Cause CHAR(n) to TEXT or VARCHAR conversion to automatically strip trailing

blanks, in hopes of reducing the surprise factor for newbies. Remove redundant operators for VARCHAR (it depends wholly on TEXT operations now). Clean up resolution of ambiguous operators/functions to avoid surprising choices for domains: domains are treated as equivalent to their base types and binary-coercibility is no longer considered a preference item when choosing among multiple operators/functions. IsBinaryCoercible now correctly reflects the notion that you need *only* relabel the type to get from type A to type B: that is, a domain is binary-coercible to its base type, but not vice versa. Various marginal cleanup, including merging the essentially duplicate resolution code in parse_func.c and parse_oper.c. Improve opr_sanity regression test to understand about binary compatibility (using pg_cast), and fix a couple of small errors in the catalogs revealed thereby. Restructure "special operator" handling to fetch operators via index opclasses rather than hardwiring assumptions about names (cleans up the pattern_ops stuff a little).
author: Tom Lane <tgl@sss.pgh.pa.us> 2003-05-26 00:11:29 +0000
committer: Tom Lane <tgl@sss.pgh.pa.us> 2003-05-26 00:11:29 +0000
commit: f45df8c0144005739d09387cb594baaaa08295a6 (patch)
tree: 45bf02ceab43e8eb24ff7c961cff9a89e3db2770 /doc
parent: 297c1658ed35dc0ac4a13c190f29cc5e2ad49a0b (diff)

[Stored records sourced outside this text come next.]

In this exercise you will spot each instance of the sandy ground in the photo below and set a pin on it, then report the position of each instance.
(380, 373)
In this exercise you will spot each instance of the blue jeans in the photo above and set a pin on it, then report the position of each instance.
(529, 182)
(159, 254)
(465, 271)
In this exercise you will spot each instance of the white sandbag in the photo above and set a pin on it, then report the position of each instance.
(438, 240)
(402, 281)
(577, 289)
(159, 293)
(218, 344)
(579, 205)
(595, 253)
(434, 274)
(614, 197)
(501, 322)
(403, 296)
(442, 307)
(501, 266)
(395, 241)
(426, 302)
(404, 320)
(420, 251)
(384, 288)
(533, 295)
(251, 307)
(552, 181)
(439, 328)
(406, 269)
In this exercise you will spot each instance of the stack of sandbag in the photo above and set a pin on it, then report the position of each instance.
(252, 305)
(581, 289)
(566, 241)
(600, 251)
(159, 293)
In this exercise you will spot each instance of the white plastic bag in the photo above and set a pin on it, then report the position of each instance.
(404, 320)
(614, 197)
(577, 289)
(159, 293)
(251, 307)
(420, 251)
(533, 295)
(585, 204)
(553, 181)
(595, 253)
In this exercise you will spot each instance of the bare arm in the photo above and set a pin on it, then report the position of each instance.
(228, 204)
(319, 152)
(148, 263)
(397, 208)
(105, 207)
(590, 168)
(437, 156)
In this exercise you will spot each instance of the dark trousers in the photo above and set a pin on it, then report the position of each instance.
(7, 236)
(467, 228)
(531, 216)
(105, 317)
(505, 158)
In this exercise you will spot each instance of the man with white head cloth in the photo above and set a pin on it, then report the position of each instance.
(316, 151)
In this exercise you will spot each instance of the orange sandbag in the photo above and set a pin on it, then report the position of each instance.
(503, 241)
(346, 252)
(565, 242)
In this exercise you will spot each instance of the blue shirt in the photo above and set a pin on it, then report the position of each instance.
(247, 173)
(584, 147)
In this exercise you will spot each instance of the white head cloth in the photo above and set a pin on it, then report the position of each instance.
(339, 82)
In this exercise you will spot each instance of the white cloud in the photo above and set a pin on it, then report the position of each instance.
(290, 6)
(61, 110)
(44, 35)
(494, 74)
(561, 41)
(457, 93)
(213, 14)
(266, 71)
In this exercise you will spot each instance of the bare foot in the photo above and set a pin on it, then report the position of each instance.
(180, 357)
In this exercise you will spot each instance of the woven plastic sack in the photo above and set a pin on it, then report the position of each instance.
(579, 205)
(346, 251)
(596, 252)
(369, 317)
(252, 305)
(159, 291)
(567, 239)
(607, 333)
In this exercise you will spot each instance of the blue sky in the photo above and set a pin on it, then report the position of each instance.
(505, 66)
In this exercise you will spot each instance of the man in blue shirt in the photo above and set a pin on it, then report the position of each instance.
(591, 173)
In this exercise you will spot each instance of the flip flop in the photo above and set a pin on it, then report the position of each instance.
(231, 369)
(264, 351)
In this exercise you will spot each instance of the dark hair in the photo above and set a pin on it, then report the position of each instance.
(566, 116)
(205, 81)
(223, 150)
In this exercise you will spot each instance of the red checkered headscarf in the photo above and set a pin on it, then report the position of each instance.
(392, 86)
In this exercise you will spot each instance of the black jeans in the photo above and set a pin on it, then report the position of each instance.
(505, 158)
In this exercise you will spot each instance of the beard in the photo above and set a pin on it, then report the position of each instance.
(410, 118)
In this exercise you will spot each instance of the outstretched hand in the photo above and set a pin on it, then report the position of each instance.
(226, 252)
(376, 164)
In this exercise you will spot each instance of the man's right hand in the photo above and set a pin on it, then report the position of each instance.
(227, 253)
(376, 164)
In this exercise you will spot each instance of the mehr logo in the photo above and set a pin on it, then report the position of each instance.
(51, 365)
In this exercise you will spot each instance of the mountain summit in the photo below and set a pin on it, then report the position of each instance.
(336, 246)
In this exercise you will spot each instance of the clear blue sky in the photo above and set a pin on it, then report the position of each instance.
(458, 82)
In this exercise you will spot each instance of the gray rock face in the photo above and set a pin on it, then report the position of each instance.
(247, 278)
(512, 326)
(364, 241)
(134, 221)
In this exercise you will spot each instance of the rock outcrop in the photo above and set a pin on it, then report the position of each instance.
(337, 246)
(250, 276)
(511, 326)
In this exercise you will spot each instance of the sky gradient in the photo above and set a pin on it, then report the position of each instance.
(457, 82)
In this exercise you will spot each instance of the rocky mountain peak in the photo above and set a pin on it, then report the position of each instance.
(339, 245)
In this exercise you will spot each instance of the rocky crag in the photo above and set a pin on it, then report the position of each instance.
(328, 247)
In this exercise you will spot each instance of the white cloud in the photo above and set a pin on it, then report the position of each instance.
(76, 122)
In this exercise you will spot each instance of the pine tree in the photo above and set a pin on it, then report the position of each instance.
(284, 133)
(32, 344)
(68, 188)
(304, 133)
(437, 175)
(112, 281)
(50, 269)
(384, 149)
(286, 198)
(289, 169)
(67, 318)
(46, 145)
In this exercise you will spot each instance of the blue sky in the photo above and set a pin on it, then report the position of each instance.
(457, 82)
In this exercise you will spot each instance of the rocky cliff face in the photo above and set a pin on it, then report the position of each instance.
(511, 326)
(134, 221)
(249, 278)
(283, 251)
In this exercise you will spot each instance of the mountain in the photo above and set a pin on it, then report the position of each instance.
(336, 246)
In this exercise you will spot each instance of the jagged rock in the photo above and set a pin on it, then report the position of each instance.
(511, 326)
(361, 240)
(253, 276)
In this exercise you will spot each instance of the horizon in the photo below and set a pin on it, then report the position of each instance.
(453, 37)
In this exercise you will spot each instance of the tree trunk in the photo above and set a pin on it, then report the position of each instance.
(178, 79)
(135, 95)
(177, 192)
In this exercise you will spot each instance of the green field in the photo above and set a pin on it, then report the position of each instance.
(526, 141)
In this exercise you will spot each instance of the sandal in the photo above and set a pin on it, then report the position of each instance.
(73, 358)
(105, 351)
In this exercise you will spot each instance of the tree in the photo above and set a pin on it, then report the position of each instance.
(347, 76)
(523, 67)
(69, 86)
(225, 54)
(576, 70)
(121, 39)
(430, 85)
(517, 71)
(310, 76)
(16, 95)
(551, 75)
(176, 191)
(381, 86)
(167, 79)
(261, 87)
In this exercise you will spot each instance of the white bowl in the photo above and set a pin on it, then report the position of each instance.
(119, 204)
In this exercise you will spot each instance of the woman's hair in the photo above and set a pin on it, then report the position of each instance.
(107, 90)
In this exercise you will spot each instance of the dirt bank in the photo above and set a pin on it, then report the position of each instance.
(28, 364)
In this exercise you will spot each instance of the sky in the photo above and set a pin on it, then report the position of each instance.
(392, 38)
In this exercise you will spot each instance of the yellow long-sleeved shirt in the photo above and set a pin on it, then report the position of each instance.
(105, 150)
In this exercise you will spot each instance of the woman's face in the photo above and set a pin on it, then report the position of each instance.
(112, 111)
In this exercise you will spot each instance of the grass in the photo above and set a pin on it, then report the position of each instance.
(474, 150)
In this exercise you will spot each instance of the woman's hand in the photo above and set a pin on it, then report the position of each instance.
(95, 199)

2 files changed, 37 insertions, 41 deletions
diff --git a/doc/src/sgml/release.sgml b/doc/src/sgml/release.sgml
index ea6fe8a7217..32505959644 100644
--- a/doc/src/sgml/release.sgml
+++ b/doc/src/sgml/release.sgml
@@ -1,5 +1,5 @@
 <!--
-$Header: /cvsroot/pgsql/doc/src/sgml/release.sgml,v 1.189 2003/05/22 18:31:45 tgl Exp $
+$Header: /cvsroot/pgsql/doc/src/sgml/release.sgml,v 1.190 2003/05/26 00:11:27 tgl Exp $
 -->
 
 <appendix id="release">
@@ -24,6 +24,7 @@ CDATA means the content is "SGML-free", so you can write without
 worries about funny characters.
 -->
 <literallayout><![CDATA[
+CHAR(n) to TEXT conversion automatically strips trailing blanks
 Pattern matching operations can use indexes regardless of locale
 New frontend/backend protocol supports many long-requested features
 SET AUTOCOMMIT TO OFF is no longer supported
diff --git a/doc/src/sgml/typeconv.sgml b/doc/src/sgml/typeconv.sgml
index 0a85ea1230f..fa59aba0fea 100644
--- a/doc/src/sgml/typeconv.sgml
+++ b/doc/src/sgml/typeconv.sgml
@@ -1,5 +1,5 @@
 <!--
-$Header: /cvsroot/pgsql/doc/src/sgml/typeconv.sgml,v 1.30 2003/03/25 16:15:38 petere Exp $
+$Header: /cvsroot/pgsql/doc/src/sgml/typeconv.sgml,v 1.31 2003/05/26 00:11:27 tgl Exp $
 -->
 
 <chapter Id="typeconv">
@@ -45,7 +45,7 @@ mixed-type expressions to be meaningful even with user-defined types.
 <para>
 The <productname>PostgreSQL</productname> scanner/parser decodes lexical
 elements into only five fundamental categories: integers, floating-point numbers, strings,
-names, and key words.  Most extended types are first classified as
+names, and key words.  Constants of most non-numeric types are first classified as
 strings. The <acronym>SQL</acronym> language definition allows specifying type
 names with strings, and this mechanism can be used in
 <productname>PostgreSQL</productname> to start the parser down the correct
@@ -134,8 +134,8 @@ The system catalogs store information about which conversions, called
 perform those conversions.  Additional casts can be added by the user
 with the <command>CREATE CAST</command> command.  (This is usually
 done in conjunction with defining new data types.  The set of casts
-between the built-in types has been carefully crafted and should not
-be altered.)
+between the built-in types has been carefully crafted and is best not
+altered.)
 </para>
 
 <para>
@@ -144,8 +144,8 @@ at proper behavior for <acronym>SQL</acronym> standard types. There are
 several basic <firstterm>type categories</firstterm> defined: <type>boolean</type>,
 <type>numeric</type>, <type>string</type>, <type>bitstring</type>, <type>datetime</type>, <type>timespan</type>, <type>geometric</type>, <type>network</type>,
 and user-defined. Each category, with the exception of user-defined, has
-a <firstterm>preferred type</firstterm> which is preferentially selected
-when there is ambiguity.
+one or more <firstterm>preferred types</firstterm> which are preferentially
+selected when there is ambiguity.
 In the user-defined category, each type is its own preferred type.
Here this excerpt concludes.